Adhering to the basic patient care measures would drastically improve the overall healthcare delivery in India. In fact a simple and low-cost infection prevention and control measures, such as appropriate hand hygiene, can reduce the frequency of hospital acquired infections by over 50 per cent, Dr. Biranchi Jena, director of IIHMR Bengaluru told Pharmabiz.

The purpose of patient safety is to tackle and control patient unsafe issues across hospitals in the country, he added.

Now the practice of hand hygiene which is the most neglected in India needs to be  mandated where use of soap and water after which application of alcohol-based hand sanitisers should be compulsory not just for doctors and nurses but also patient, and their caregivers, he added.

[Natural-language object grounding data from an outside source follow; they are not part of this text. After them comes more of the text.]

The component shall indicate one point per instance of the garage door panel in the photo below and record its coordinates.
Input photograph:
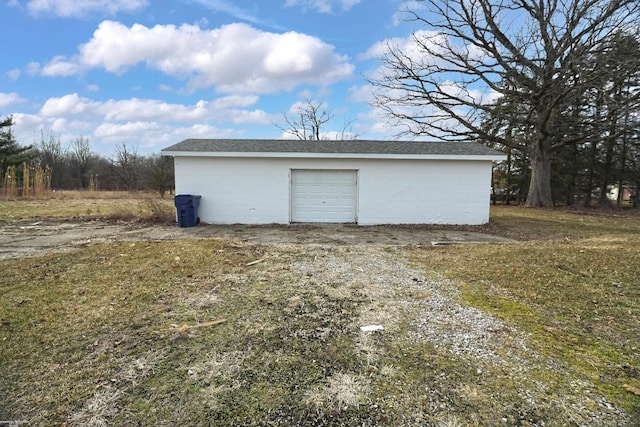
(323, 196)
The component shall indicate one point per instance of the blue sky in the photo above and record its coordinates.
(149, 73)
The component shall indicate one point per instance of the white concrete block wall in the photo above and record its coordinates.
(257, 190)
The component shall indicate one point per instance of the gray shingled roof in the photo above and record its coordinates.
(461, 148)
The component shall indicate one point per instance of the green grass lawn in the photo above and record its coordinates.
(108, 335)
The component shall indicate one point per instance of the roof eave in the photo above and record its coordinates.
(229, 154)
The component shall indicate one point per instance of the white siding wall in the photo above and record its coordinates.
(257, 190)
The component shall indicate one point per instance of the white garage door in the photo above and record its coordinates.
(323, 195)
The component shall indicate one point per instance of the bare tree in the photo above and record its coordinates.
(126, 166)
(82, 157)
(528, 53)
(308, 121)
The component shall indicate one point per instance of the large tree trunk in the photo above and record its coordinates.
(540, 186)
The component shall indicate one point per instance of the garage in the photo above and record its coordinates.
(324, 196)
(363, 182)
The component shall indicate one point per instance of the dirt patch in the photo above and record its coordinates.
(18, 239)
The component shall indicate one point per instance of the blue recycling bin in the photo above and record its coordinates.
(187, 209)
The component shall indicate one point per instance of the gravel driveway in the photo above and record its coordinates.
(19, 239)
(375, 261)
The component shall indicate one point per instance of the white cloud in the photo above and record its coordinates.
(323, 6)
(81, 8)
(59, 67)
(7, 99)
(233, 58)
(225, 109)
(147, 123)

Another critical component in the patient safety agenda listed in the 6 point agenda of WHO is the communication between the patient and doctor where adequate time is set aside to comprehend the health condition. This would prevent incorrect diagnosis and medication which could control the patient’s healthcare expenses. The reason for mistaken disease detection by doctors is largely driven by stress and fatigue. Quoting a WHO study, Dr. Jena said that as doctors and nurses in some hospitals in India work for 30 hours continously as against 16 hours of working in the west make these medical professionals in India far more strained with lack of sleep. This led to 36 per cent of medical errors, of which 21 per cent were serious medication blunders.  Further, illegible handwriting also le to wrong medication dispensing at pharmacy outlets.

“We see the need for comfortable extended working hours to avoid sleep deprivation and roster rotation practices to be implemented in hospitals to avert a crisis during patient care,” pointed out Dr. Jena.

Indian healthcare is at the crossroads and with government’s miniscule 1 per cent GDP allocation there is a serious disparity of hospitals in the rural and urban areas. Adding to these woes is the high unsafe patient safety practices. This is where IIHMR through its two-year fulltime post graduate diploma in hospital management & health management is creating a pool of experts to organise a series of workshops, seminars, lectures to doctors, nurses and pharmacists in the healthcare space, he said.


It has kicked off such initiatives at medical colleges in Pondicherry like JIPMER, Sri Venkateshwaraa Medical College Hospital and Research Centre and Sri Manakula Vinayagar Medical College and Hospital. Besides it has identified medical and nursing colleges in Kochi, Hyderabad and Chennai for similar initiatives. “The key objective is to ensure that Indian hospitals will need to enforce total patient safety practices for its growing patient pool and those coming in for medical tourism,” said Dr. Jena.